La question du jour (et la réponse)

 

          « Bonsoir, Monsieur,

           Je viens de lire un article extrait de l’Humanité, sur la jeunesse tragique de Raphaël Esrail, rescapé d’Auschwitz, et je tombe sur la phrase suivante : “ La première leçon de l’Holocauste, c’est qu’en toutes circonstances un homme doit être considéré comme un homme, et respecté.”   Et je me pose la question suivante : “Doit-on écrire en toute circonstance ou en toutes circonstances ?”

 

            Merci pour le temps que vous voudrez bien consacrer à y répondre. »

 

             L’emploi très fréquent d’expressions et locutions comportant  circonstances au pluriel inciterait à adopter ledit  pluriel…   Pourtant,  je crois que le singulier est plus juste, au sens de « en n’importe quelle circonstance », « quelle que soit la circonstance », alors que pour exprimer le pluriel il faut dire : « dans toutes les circonstances » :

 

« En toute circonstance, il restait impassible »

« Dans toutes les circonstances, il restait impassible ».

 

J’en profite pour revenir sur la question des expressions et locutions avec sans, car on m’a posé plusieurs fois des questions  sur ce point au Salon du livre du Croisic, le week-end dernier.
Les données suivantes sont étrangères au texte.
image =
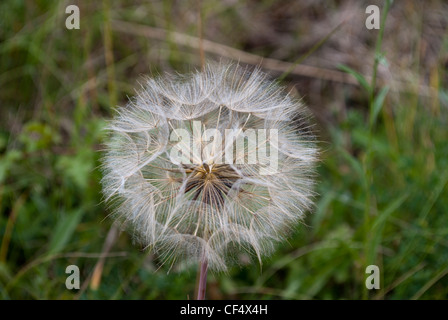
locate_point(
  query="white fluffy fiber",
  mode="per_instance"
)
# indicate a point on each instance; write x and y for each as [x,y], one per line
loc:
[156,199]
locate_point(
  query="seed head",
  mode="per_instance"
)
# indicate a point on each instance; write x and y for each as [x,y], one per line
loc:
[207,165]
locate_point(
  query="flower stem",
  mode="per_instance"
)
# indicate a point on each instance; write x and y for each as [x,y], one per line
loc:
[202,280]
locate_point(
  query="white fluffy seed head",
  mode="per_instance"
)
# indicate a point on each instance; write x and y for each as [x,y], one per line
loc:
[208,209]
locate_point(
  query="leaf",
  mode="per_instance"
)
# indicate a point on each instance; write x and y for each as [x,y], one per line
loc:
[64,231]
[361,79]
[378,104]
[377,228]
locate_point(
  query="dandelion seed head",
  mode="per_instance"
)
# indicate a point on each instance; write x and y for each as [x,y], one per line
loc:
[199,206]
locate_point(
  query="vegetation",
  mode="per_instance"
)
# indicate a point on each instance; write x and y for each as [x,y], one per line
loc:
[380,102]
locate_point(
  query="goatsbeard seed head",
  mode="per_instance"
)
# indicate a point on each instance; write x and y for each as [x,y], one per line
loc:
[208,205]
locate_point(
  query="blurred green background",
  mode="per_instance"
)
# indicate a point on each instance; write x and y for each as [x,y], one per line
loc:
[379,99]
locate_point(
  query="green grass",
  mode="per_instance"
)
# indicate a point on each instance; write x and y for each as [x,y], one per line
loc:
[382,182]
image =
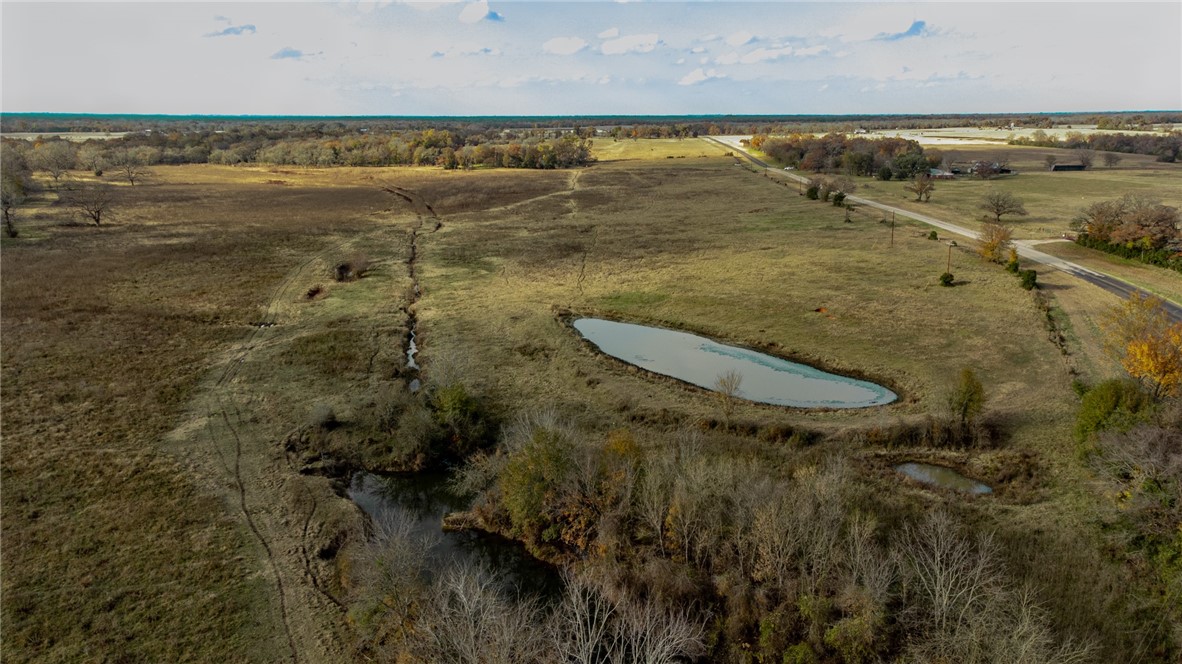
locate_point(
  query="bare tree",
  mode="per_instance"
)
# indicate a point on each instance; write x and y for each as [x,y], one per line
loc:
[14,184]
[389,572]
[469,620]
[56,157]
[727,386]
[93,201]
[999,203]
[655,636]
[129,164]
[583,627]
[91,158]
[922,187]
[654,499]
[952,577]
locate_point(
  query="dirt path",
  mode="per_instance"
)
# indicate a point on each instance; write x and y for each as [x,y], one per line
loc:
[234,443]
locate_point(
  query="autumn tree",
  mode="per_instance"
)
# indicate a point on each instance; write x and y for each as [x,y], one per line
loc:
[999,203]
[1149,346]
[995,240]
[1130,220]
[922,187]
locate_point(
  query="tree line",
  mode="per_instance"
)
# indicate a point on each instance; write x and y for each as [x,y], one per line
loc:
[897,158]
[1167,148]
[1135,227]
[538,150]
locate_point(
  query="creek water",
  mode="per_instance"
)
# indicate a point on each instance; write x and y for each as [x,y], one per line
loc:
[941,476]
[426,499]
[702,362]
Le bon sens, la logique, le raisonnement conduisent en certains cas à opter sans barguigner soit pour le pluriel, soit pour le singulier, mais dans la plupart des cas il faut admettre le « ad libitum », car deux raisonnements sont licites.   On peut préférer « un ciel sans nuage » (= on n’y distingue pas le moindre nuage), ou opter pour « un ciel sans nuages » (= on n’y voit pas de nuages).  Il est inutile, dans ce dernier cas,  de perdre son temps sur ce faux problème.